Worldwide shipments of personal computers declined in the first quarter of 2011, contrary to expectations of modest growth, due to competition from tablets, disruptions in Japan, and increased fuel and commodity prices.
This is the first contraction in the market since the second quarter of 2009. Analysts expect the market to face difficulty through the second quarter, but to improve in the second half of the year.
While the growth of tablet computers is largely to blame for the slowing demand for desktop and portable computers, analysts say the PC industry has not done its part to keep pace with the competition by developing new products.

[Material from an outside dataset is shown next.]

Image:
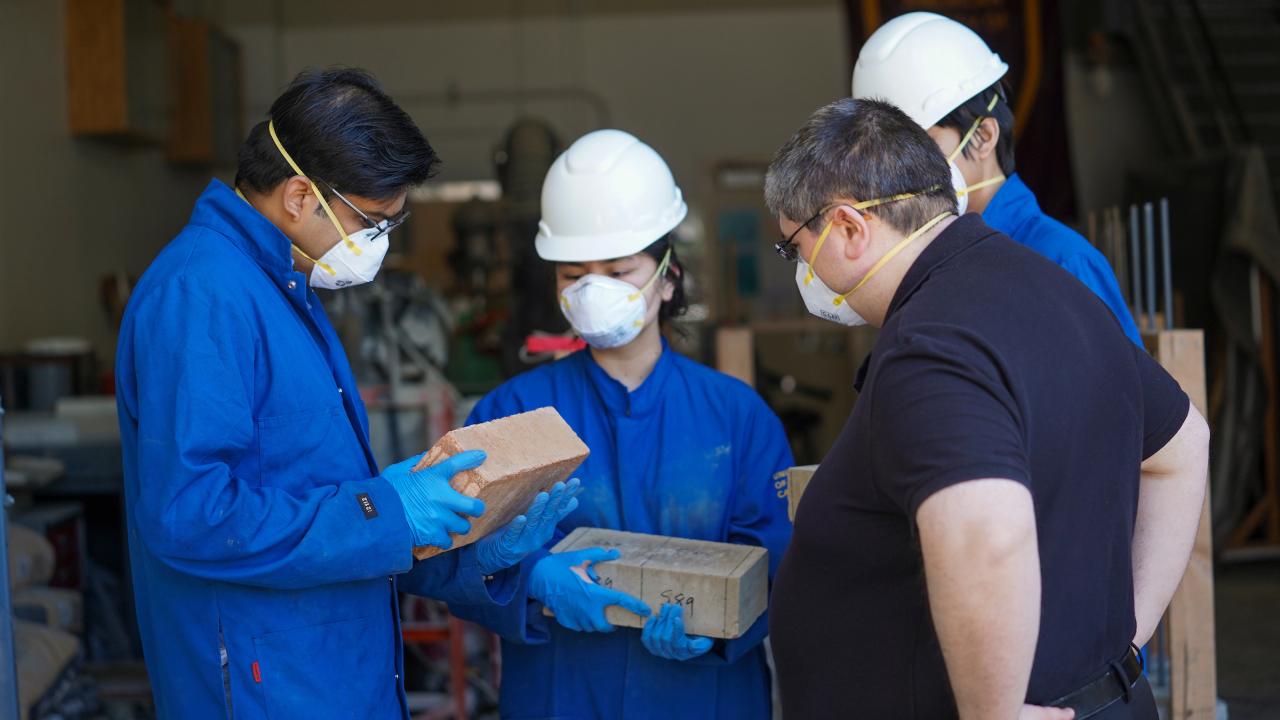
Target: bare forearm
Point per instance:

“We’re seeing economic indicators go up, but we see consumers spending money on other items that were neglected during the recession, like cars and other electronics,” said Jay Chou, a senior analyst with research firm International Data Corporation. “People just aren’t as enamoured with things like net books as they used to be.”

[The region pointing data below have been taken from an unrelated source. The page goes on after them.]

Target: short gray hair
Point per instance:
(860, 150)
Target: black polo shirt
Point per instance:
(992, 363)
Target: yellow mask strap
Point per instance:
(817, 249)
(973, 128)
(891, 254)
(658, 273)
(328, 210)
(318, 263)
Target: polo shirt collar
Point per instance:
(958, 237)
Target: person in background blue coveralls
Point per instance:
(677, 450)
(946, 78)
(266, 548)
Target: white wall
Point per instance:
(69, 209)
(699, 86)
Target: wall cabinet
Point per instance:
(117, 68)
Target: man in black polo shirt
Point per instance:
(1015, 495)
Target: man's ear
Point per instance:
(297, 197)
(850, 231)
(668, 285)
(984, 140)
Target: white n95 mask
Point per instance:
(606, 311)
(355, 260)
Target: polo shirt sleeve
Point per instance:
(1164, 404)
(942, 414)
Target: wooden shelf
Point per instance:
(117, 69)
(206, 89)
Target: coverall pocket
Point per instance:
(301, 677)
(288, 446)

IDC said worldwide shipments declined 3.2 per cent in the first quarter, from 83.2m down to 80.5m, rather than the anticipated 1.5 per cent growth.
Gartner, the research firm, calculated a 1.1 per cent shipment decline in the first quarter, from 85.1m to 84.2m, compared with a forecast of 3 per cent growth.
Tablet sales, by contrast, are growing strong.
By region, PC shipments were down in Europe, the Middle East, Africa, the US and Japan. Shipments grew in Latin America and Asia, not including Japan.
“Those of us who are in developed countries are reassessing our priorities, taking a break. There aren’t a lot of things to justify us buying a new PC,” Mr Chou said.
“In the emerging market, like Brazil and China, things are still pretty promising because people are still looking for their first PC, rather than their third.”